As próximas horas seguiram-se com um cardápio maravilhoso: de entrada ela fez uma porção de batatas fritas, sequinhas e de um amarelo vivo, chamativoe alguns bolinhos de queijo que derretiam na boca, por seguinte veio o prato principal: um pernil de porco muito bem condimentado com tomilho e açafrão, champignons banhados ao molho do estrogonofe, um arroz pálido e soltinho, do jeito que só ela sabe fazer. Como doce: leves figos cristalizados e uvas róseas maduríssimas.

Amélia optou pelas frutas, pois foi avisada que eu vinha, e já conhecia meu problema de peso. Fui ao consultório do doutor Ramon, com papai o último fim de semana. O médico disse que engordei sete quilos no decorrer do ano, e que esta quantidade era significativa para uma criança da minha idade, sugeriu o doutor que eu restringisse o açúcar rigidamente, mas não que abstivesse dele, na alimentação. Ingerisse frutas nos intervalos das refeições para saciar a fome compulsiva e os carboidratos, ele falou algo ao respeito, mas não lembro direito.
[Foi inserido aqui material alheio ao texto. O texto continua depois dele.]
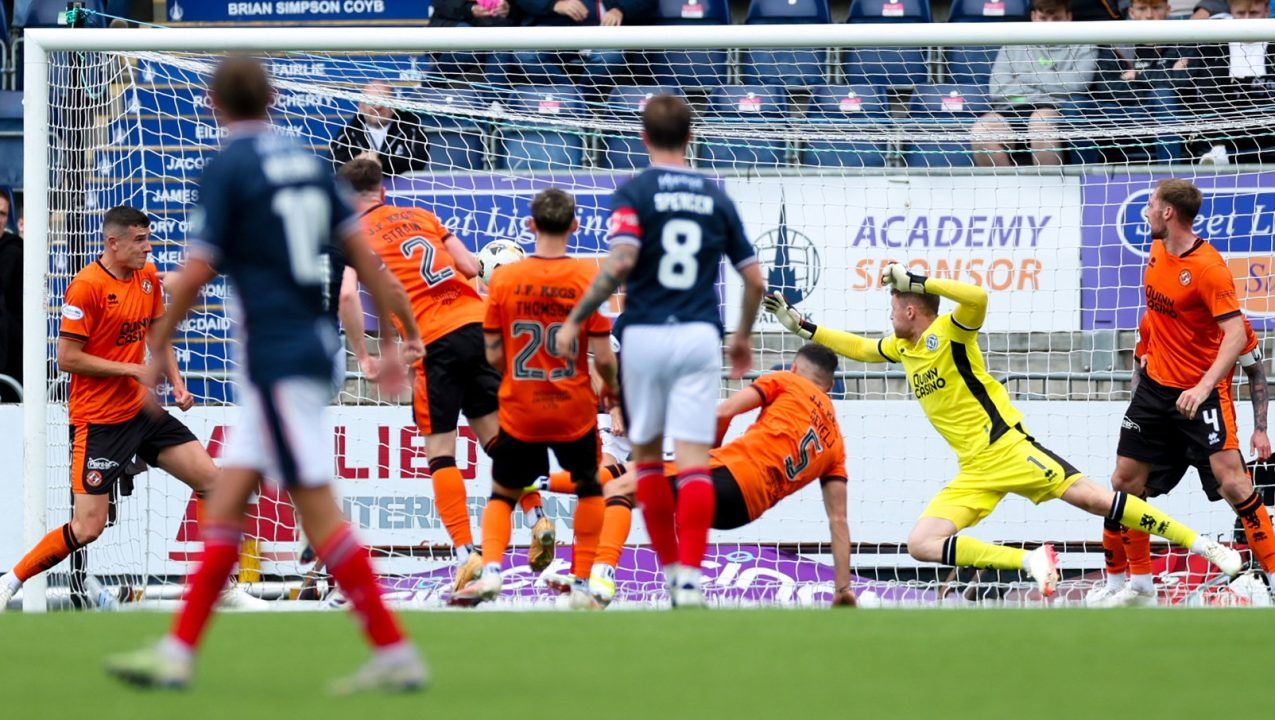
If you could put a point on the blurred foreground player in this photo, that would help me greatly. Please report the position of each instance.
(267, 209)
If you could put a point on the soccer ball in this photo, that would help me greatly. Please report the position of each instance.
(495, 254)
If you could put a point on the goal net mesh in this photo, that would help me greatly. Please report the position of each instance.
(1027, 173)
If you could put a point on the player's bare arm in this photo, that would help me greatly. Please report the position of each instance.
(1233, 339)
(349, 311)
(839, 528)
(494, 345)
(747, 399)
(1260, 444)
(72, 358)
(740, 349)
(612, 274)
(847, 344)
(466, 261)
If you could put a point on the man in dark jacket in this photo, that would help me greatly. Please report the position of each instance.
(383, 134)
(10, 303)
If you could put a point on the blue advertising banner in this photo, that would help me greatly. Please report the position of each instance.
(1237, 217)
(296, 10)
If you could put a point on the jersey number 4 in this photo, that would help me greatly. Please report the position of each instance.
(541, 337)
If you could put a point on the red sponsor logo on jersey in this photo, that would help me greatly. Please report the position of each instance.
(624, 221)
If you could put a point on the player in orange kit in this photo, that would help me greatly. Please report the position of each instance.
(794, 441)
(436, 269)
(546, 399)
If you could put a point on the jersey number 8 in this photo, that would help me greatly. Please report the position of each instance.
(678, 268)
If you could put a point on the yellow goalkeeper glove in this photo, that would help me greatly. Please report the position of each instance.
(788, 316)
(898, 278)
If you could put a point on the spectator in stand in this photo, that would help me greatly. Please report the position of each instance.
(381, 134)
(1228, 82)
(10, 302)
(472, 13)
(1028, 86)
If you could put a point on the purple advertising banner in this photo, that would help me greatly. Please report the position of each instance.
(1237, 218)
(733, 574)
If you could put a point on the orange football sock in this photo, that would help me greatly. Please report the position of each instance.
(616, 521)
(1113, 548)
(451, 500)
(587, 526)
(50, 551)
(1137, 549)
(1257, 526)
(497, 526)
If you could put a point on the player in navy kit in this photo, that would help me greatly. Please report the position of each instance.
(670, 230)
(267, 210)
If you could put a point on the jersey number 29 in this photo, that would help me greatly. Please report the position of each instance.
(306, 228)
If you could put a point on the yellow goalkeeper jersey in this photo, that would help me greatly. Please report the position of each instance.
(946, 374)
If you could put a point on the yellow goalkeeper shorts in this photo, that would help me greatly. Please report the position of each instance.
(1019, 465)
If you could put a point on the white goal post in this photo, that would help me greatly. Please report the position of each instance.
(814, 195)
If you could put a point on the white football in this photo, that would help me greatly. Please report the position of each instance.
(495, 254)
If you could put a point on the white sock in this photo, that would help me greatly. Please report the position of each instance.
(174, 649)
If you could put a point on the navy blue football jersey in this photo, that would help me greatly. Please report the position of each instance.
(682, 224)
(268, 212)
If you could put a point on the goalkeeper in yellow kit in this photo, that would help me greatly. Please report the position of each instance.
(973, 413)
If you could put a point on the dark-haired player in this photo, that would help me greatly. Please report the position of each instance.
(106, 316)
(670, 230)
(973, 413)
(267, 210)
(1192, 335)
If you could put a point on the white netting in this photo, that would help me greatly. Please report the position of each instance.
(844, 159)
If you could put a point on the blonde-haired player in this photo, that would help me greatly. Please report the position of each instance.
(973, 413)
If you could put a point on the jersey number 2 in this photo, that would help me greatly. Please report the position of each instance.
(678, 268)
(427, 273)
(306, 228)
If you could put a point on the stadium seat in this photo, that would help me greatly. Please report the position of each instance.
(551, 147)
(891, 66)
(454, 142)
(848, 107)
(947, 110)
(625, 152)
(788, 66)
(43, 13)
(740, 105)
(10, 138)
(970, 65)
(690, 68)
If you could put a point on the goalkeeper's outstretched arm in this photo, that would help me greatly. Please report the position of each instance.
(854, 347)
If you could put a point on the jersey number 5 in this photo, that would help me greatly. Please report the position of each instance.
(541, 337)
(678, 268)
(810, 446)
(427, 273)
(306, 228)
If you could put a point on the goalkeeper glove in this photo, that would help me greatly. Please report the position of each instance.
(898, 278)
(788, 316)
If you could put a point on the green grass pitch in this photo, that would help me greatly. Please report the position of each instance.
(728, 664)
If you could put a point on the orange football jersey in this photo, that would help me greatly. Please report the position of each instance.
(1186, 298)
(543, 396)
(409, 242)
(110, 316)
(794, 441)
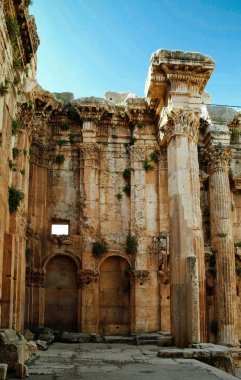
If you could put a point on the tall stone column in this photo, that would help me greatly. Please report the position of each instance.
(89, 206)
(88, 283)
(137, 228)
(222, 242)
(185, 319)
(197, 228)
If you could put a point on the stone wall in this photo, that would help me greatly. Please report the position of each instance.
(149, 189)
O que lembro é que ele mencionou um distúrbio alimentar que tenho, a conversa foi mais focada com papai.

Os figos estavam divinos.

...

Não acompanhei o momento que papai adentrou a residência dos Domingues, mas ele estava lá na sala, com a roupa rasgada, sapato sujo, cabelo desarrumado, alguns rasgos no terno e dois ou três hematomas distribuídos pela face.

-Papai, o que aconteceu? –fui correndo até ele, rebolando por consequência do meu peso.

Papai foi em direção da poltrona vermelha e esparramou-se nela. Chegando mais perto consegui perceber que a parte lateral de sua cabeça estava sangrando.

Ele sorri para mim para tentar mostrar confiança, mas ele estava fraco demais, percebi isso com meus próprios olhos. Helena estava correndo de um lado para o outro como louca, com dois celulares, cada um posicionado em uma de suas orelhas, respondia um, focava a atenção no outro, Antenor estava tomado de uma tensão também enérgica, tirou um dos telefones da mão da esposa, falava alto no telefone.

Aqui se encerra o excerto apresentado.